入学式の前日、ステータスを確認した私は、満足気に頷く。
「よし!レベル49!3年後までにレベル60は射程範囲!」
チュートリアルは終わった。明日からはいよいよ、ゲームの本編が始まる。
目指すは王子の攻略と、その先にある魔王討伐。
不安がないと言えば嘘になる。けれど、2度目の人生をエキストラで終わらせるつもりはない。
私は決意を胸に、王都へ向かう馬車に乗り込んだ。
窓の外には、これから始まる波乱の予感をかき消すような、清々しい青空が広がっていた。
世界観補足
※読まなくてもOKです!
▪️レベル
一般の子供:レベル10~20
一般成人:レベル30
学園の入学要件:レベル30
貴族の子供:レベル20~40
貴族成人:レベル50
貴族エリート:レベル60~70
騎士団長:レベル80
魔王:レベル90
▪️一定レベルごとに解放されるスキル
レベル40:人のステータスが見える(自分よりレベルが10上の人まで)
レベル50:ステータス隠蔽・書き換えができる。
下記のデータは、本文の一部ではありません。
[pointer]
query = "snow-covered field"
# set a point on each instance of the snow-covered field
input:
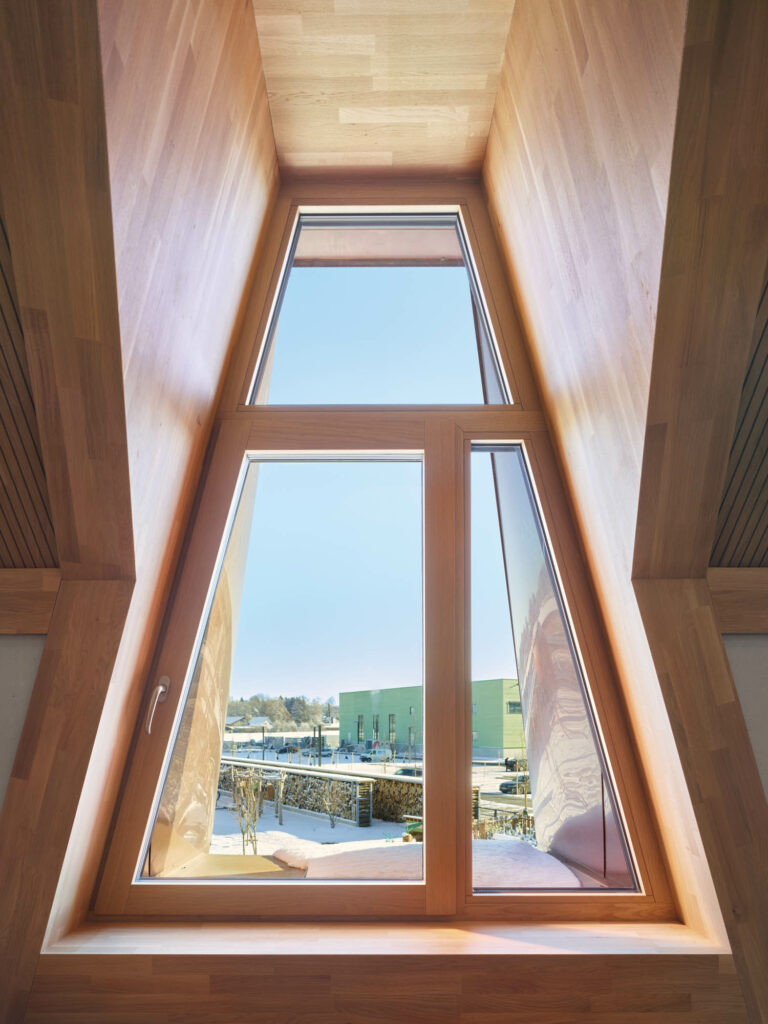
(307, 842)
固有スキル発動
レベル60:固有スキル発動2
レベル80:即死無効
▪️魔法
ヒトは魔法では殺せない。HPが1は残る。ただ、魔法でトドメをさせないだけなので、魔法で拘束して刺したり、凍らせて砕いたりすると普通に死ぬ。
ヒト以外は魔法で殺せる。
唯一ヒトを殺せる魔法が闇属性の魔法。
▪️属性
聖:聖女・聖人のみが使える。呪いの解呪、範囲回復魔法、闇属性無効など。
光:回復魔法が得意。光属性はほかの属性を持つことはほとんどない。攻撃・防御魔法も使えるが威力は弱い。
闇:唯一ヒトを殺せる魔法。ほかの属性を持つこともある。攻撃・防御魔法が得意。
火:攻撃魔法が得意。
風:変装や拡声など補助魔法が得意。
水:光属性よりは弱いが、回復魔法が使える。光属性は珍しいので、一般的には水属性がヒーラーを担う。
土:防御魔法が得意。
基本的には火・水・風のどれかは持つ。
貴族は複数属性持ちも普通。
光と闇の属性は珍しい。
聖女でなくとも光属性はいる。
▪️魔物
魔王城のある北の方で発生するパターンと、普通の生物が瘴気に侵されて発生するパターンがある。
魔王城は魔王が不在でも存在し、配下を生み出しながら主人の帰りを待っている。魔王は定期的に復活するとされているが、復活のメカニズムは不明。